Furthermore, under federal immigration law, immigrants who are convicted of a crime of moral turpitude—and these particular state criminal charges fall in that category—become ineligible for any immigration benefits, and are likely to be deported.
“At that juncture immigration judges and ICE have their hands tied,” Salvatierra said. “There is no relief for an undocumented person to cancel their deportation, no matter how compelling their circumstances may be.”
But now Salvatierra and other attorneys are challenging the county’s authority to bring these criminal charges, and argue the true motivation behind the prosecutions is immigration enforcement.
“I think this unlawful detention, I think this is unconstitutional,” Salvatierra said. “The Supreme Court has clearly stated that federal law preempts state criminal prosecutions of individuals working without lawful status.”
That’s a reference to the U.S. Supreme Court’s decision in June that struck down several sections of Arizona’s immigration enforcement law, SB 1070. The court invalidated a section that made working illegally a state crime on the grounds that it preempted federal law.
The opinion authored by Justice Anthony Kennedy states that under the federal Immigration Reform and Control Act, employment information workers provide to their employers about their work status can only be used in certain federal criminal proceedings.
Salvatierra and her colleagues are arguing that means the state cannot use their clients’ employment eligibility forms as evidence to prosecute them in state court.
Montgomery maintains he has the right to enforce state forgery and identity theft laws. He denies that his office is considering immigration consequences when determining which charges to press against a defendant.
“My responsibility is to prosecute the crimes, it is not to attempt to execute a different immigration policy aside from the federal government, or try to make up through criminal prosecutions any perceived deficiencies in enforcing federal immigration law,” he said.
But Montgomery also said he will have to prosecute these crimes as long as Arizona’s border with Mexico remains insecure.

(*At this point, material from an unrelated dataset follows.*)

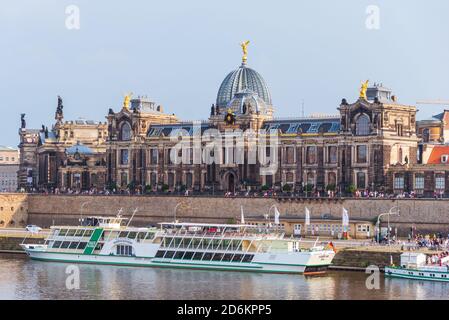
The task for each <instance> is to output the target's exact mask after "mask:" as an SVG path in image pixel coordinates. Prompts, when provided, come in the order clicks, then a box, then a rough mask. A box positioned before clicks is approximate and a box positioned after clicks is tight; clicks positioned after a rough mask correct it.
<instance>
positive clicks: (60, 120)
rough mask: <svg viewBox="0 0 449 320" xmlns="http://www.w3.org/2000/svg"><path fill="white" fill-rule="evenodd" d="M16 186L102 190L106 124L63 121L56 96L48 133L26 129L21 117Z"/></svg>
mask: <svg viewBox="0 0 449 320" xmlns="http://www.w3.org/2000/svg"><path fill="white" fill-rule="evenodd" d="M19 136H20V144H19V149H20V168H19V174H18V178H19V186H20V188H21V189H24V190H30V189H45V190H49V191H50V190H56V189H58V190H74V191H80V190H87V189H90V188H99V189H103V188H104V187H105V181H106V139H107V137H108V129H107V125H106V123H101V122H96V121H86V120H81V119H79V120H74V121H65V120H64V113H63V105H62V99H61V98H60V97H58V107H57V109H56V113H55V123H54V124H53V125H52V127H51V129H50V130H49V129H48V127H45V126H44V125H42V128H41V129H40V130H39V129H28V128H26V122H25V115H24V114H22V123H21V128H20V129H19Z"/></svg>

“The federal government could take away all of my concerns tomorrow, by simply securing the border and doing what they have a responsibility to do,” he said. “I would be more than happy to deal with other offenses, and violations of other statutes. But unless and until they do their job, I have to do mine.”

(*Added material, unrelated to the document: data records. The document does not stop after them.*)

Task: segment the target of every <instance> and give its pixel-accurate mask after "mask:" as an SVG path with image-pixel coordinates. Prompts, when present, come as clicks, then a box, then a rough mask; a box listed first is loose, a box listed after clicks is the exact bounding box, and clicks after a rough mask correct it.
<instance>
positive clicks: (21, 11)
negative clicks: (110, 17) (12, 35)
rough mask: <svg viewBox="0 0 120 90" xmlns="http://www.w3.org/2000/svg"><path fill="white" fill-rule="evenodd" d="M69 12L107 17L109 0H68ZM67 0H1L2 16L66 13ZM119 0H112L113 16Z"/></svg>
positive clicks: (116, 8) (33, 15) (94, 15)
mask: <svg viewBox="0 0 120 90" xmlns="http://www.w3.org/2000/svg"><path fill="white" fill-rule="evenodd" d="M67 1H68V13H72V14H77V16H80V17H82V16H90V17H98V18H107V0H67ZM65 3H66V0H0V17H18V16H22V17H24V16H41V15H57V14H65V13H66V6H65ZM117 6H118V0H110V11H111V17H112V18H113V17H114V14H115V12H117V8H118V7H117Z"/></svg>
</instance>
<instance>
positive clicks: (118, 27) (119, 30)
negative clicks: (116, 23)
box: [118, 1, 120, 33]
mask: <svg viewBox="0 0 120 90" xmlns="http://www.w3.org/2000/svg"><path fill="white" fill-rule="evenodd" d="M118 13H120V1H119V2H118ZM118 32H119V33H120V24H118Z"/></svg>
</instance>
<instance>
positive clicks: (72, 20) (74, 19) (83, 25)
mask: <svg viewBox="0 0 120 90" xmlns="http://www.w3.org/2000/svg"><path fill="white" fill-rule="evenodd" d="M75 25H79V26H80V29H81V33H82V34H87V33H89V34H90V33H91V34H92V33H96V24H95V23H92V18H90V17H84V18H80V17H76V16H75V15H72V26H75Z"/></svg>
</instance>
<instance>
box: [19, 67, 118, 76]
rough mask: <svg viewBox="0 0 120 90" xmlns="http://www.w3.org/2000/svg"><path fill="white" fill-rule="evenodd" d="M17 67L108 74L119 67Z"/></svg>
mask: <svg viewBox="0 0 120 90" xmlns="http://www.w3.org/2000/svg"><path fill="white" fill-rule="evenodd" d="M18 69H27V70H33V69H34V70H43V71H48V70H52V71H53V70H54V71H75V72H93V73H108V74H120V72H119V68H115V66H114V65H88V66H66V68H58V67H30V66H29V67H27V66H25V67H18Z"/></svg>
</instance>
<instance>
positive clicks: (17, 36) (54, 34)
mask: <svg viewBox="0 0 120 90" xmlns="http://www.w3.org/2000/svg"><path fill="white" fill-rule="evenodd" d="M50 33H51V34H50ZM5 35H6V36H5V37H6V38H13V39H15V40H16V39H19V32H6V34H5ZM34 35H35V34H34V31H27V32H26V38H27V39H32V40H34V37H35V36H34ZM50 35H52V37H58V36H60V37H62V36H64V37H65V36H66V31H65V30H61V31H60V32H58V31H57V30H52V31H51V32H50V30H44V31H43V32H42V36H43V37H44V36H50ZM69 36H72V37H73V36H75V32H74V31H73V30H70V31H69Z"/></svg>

A lot is riding on the outcome of this legal argument for former furniture worker, Castañeda-Flores.
Before Castañeda-Flores’ arrest by local law enforcement, he had submitted a request for a federal work permit under a new Obama administration program for undocumented immigrants under the age of 31 who are brought to the country illegally as children.
If he prevails in court, he may have the opportunity to work in the country legally under the Obama administration initiative. If he is convicted of the crimes, he could face deportation.
Both he and and defendant Ruiz-Rascon go before a judge on Monday to ask for bond before their trials. Their attorneys are arguing that Arizona's rule that denies bond to undocumented immigrants should not be applied.
At an earlier hearing in December, a judge allowed Castañeda-Flores to be released on a bond on a preliminary basis, but denied Ruiz-Rascon.